Накладывая дрова в плитку, Пахарев неодобрительно покачал головой.
— Не горячись. Нужно узнать вначале, что его к этому вынудило. А так хорошо про отряд говорят. Действует где-то за селом Веселые Ключи. Возьми, коли спать не хочешь, ведро с картошкой — начисти на завтрак. Можешь?
— Мог когда-то. Авось не разучился? Ну-ко…
Наливая воду в кастрюльку, Пахарев заметил:
— Потоньше-то шкурку гони, секретарь. Картошки мало… Ишь, размахался.
Прошла неделя после встречи Горнова с Пахаревым. Вечером в субботу в городе сухо потрескивали выстрелы. То подальше, то совсем близко… Сгущавшиеся сумерки дышали тревогой, город, словно вымерший, опустел, затих. Уцелевшие собаки забились в подворотни.
Молчаливые цепочки солдат в зеленых шинелях с «молниями» на погонах и петлицах деловито, планомерно оцепляли дом за домом, квартал за кварталом. Это было похоже на густозубую расческу, безжалостно вырывавшую живой кусок — подозрительного человека. У этого почудилась во взгляде ненависть — коммунист. Взять. У того горбатый нос, глаза навыкат — юда.
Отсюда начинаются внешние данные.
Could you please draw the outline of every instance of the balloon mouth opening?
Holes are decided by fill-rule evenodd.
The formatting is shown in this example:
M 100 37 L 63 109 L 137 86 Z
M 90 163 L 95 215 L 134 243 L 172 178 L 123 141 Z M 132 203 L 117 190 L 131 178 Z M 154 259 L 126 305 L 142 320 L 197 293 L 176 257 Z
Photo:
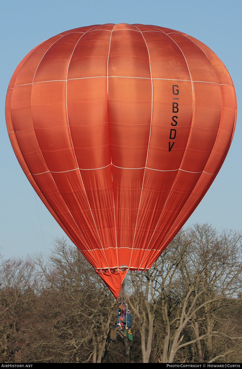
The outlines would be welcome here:
M 150 268 L 137 268 L 132 267 L 132 266 L 128 267 L 127 265 L 121 265 L 120 266 L 117 267 L 114 267 L 111 268 L 95 268 L 95 270 L 97 273 L 100 273 L 101 272 L 102 273 L 106 273 L 108 272 L 110 272 L 111 273 L 115 273 L 117 272 L 118 272 L 119 271 L 121 272 L 125 272 L 126 270 L 141 270 L 141 271 L 143 271 L 144 270 L 147 270 L 149 269 Z

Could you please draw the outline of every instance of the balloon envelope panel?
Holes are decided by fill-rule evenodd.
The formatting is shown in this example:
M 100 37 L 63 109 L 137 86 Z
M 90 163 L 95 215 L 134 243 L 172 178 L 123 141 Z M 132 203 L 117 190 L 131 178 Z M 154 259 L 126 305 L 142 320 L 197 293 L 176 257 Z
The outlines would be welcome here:
M 214 180 L 232 138 L 231 77 L 178 31 L 108 24 L 60 34 L 10 80 L 9 137 L 47 208 L 115 297 Z

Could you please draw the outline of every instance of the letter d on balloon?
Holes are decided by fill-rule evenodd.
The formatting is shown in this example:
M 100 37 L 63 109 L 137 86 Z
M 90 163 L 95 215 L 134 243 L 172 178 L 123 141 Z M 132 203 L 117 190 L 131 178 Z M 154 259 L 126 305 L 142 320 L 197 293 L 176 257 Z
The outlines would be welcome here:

Взять. Не хочет идти? Кричит, что грузин? Все равно — взять… Настороженную тишину разрезала короткая автоматная очередь; мокрая земля плохо впитывала кровь, и она расползалась пятнами.
Квартал за кварталом, улица за улицей. Шла широко задуманная облава. Очистка города от нежелательных элементов и внушение населению чувства страха перед мощью немецких войск.
Густая расческа из солдат-зубьев тщательно прочесывала захваченный город, окруженный цепью постов и часовых. Ни один человек не должен выйти из города, внезапно превратившегося в гигантскую западню.
Сергей, прижавшись в полумраке комнаты к оконному косяку, смотрел, не отрываясь, на знакомый кусок улицы за окном.
Евдокия Ларионовна, вздрагивая при глухих звуках выстрелов, сидела на кушетке, закутав плечи в большой шерстяной платок. Антонина Петровна вязала рядом с ней носок.
— Сергей, — сказала Евдокия Ларионовна. — Отойди, ради бога, от окна. Слышишь ведь — стреляют.
— Далеко — не опасно.
— Пули летят и подальше. — В голосе матери Сергей уловил страх и раздражение. — Отойди же… Чего ты там не видел?
Жалея ее, он послушно сел на стул, продолжая глядеть в сторону окна.
— Облава. Вчера в город прибыл эсэсовский полк.